Thought Process: Iconic images of The Grand Tetons, Big Sur, Delicate Arch, the hoodoos of Bryce Canyon, etc., always draw you to their locations. But while you’re waiting for the light, the wind to subside or color to richen, open your eyes to the smaller slices of the scene. Zoom with your eyes and look beyond the preconceived picture-postcard image you have in mind. Look for the picture within the picture. It’s often found by singling out a section of a scene. Study the shapes, light and compositional elements. Is there a peak that demands its own attention? Is there a center portion of the scene that should be captured unto itself? Think about what you can extract from the shot others made before you.
Where to Look: The answer to this rhetorical statement is, everywhere. An isolated autumn leaf may rest on a still body of water onto which the grand landscape is reflected. While you’re waiting for the light to illuminate the scene, break out the macro and photograph the leaf. A solitary fern may emerge from a rocky shore where a seascape awaits the click of the shutter. The fern or leaf may be to your left or right. If the light is flat, odds are the shot of the leaf or fern will net a better image than the grand scenic. This being the case, these shots win the trophy. There may be a cluster of spring dogwood blooms that have a unique form. In this case, an elevated glance is in order. And by all means, always turn around to view the world behind you.
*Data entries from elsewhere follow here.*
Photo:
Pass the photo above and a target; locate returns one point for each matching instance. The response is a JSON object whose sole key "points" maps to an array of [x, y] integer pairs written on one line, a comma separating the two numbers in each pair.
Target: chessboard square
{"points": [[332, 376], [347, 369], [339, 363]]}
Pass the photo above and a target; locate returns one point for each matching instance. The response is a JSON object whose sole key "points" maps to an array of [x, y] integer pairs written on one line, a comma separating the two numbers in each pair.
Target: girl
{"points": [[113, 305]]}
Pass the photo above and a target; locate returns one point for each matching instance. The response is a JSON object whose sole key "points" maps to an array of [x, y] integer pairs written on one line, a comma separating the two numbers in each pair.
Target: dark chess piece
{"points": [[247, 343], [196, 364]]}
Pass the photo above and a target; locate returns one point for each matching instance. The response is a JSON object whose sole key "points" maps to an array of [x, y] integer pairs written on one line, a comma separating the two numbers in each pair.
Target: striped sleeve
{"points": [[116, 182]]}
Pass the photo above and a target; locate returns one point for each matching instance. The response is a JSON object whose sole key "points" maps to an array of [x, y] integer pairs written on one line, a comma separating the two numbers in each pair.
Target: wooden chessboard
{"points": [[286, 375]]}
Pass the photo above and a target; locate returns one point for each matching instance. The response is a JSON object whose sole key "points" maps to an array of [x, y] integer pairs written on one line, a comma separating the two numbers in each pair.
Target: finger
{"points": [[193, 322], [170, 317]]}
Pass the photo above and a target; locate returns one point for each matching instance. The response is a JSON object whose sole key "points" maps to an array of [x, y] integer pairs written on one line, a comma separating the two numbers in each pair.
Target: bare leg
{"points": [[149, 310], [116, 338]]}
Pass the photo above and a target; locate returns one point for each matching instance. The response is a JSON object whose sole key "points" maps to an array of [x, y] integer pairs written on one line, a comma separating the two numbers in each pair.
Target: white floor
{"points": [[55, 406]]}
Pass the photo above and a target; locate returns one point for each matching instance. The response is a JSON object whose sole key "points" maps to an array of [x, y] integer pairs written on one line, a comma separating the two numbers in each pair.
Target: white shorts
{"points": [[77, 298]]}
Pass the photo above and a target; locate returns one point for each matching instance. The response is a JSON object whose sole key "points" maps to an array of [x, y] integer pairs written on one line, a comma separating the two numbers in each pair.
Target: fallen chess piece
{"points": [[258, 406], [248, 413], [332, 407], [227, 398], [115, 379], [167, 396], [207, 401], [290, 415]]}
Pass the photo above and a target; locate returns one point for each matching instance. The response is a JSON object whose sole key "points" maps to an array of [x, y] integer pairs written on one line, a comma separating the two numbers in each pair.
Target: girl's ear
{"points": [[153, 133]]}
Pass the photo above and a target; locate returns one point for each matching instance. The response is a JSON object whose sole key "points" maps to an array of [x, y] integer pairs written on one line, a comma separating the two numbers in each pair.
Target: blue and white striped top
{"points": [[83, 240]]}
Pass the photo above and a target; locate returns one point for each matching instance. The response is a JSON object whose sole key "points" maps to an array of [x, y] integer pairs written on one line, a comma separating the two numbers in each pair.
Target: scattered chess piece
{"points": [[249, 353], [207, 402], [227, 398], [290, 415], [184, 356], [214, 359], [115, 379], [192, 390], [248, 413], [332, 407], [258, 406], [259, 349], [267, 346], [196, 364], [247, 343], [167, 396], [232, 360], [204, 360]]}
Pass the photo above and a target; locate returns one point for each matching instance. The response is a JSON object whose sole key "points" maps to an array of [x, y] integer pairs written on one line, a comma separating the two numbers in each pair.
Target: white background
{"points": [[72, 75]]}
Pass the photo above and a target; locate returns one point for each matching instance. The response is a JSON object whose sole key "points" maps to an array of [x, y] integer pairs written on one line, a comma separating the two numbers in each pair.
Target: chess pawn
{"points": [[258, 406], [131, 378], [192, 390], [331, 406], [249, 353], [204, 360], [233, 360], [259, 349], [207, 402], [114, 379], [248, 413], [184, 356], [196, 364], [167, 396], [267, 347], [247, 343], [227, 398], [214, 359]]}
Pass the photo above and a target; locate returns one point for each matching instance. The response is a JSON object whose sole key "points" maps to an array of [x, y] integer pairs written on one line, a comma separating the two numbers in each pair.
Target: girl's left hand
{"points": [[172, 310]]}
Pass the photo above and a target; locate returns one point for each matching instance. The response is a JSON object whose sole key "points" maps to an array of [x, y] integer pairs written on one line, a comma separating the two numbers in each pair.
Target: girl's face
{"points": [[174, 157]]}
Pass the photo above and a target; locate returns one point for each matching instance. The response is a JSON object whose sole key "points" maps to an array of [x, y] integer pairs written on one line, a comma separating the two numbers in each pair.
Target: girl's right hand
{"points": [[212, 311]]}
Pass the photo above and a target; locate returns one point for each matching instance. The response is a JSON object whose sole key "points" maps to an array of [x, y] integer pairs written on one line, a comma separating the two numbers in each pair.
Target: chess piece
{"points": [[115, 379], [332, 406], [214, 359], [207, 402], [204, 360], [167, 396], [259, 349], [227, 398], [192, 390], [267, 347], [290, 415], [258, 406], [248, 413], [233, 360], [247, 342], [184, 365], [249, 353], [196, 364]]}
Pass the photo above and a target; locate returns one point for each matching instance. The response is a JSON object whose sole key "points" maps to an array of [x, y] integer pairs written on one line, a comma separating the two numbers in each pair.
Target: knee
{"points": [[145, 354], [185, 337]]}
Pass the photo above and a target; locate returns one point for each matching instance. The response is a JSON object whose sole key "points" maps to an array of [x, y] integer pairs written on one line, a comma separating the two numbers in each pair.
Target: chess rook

Many photographers get so keyed into the anticipated shot, they’re oblivious to what else is going on. Listen to what calls your name, but listen with your eyes.
Beyond Macro: Many associate the term “intimate landscape” with macro photography. This may be so, but there are a plethora of other intimate possibilities. Don’t overlook the bigger stuff. An isolated autumn backlit cottonwood may call your name if you “listen with your eyes.” A crack in a lichen-covered boulder may incubate flowers. Look for patterns, shapes, and textures to photograph. A gentle cascade contained in a foreground river may net a trophy. The bottom line is to not just key into the preconceived grand trophy photo but to look elsewhere and everywhere. It just may be the shot of the trip and the one that wins the contest into which it’s entered.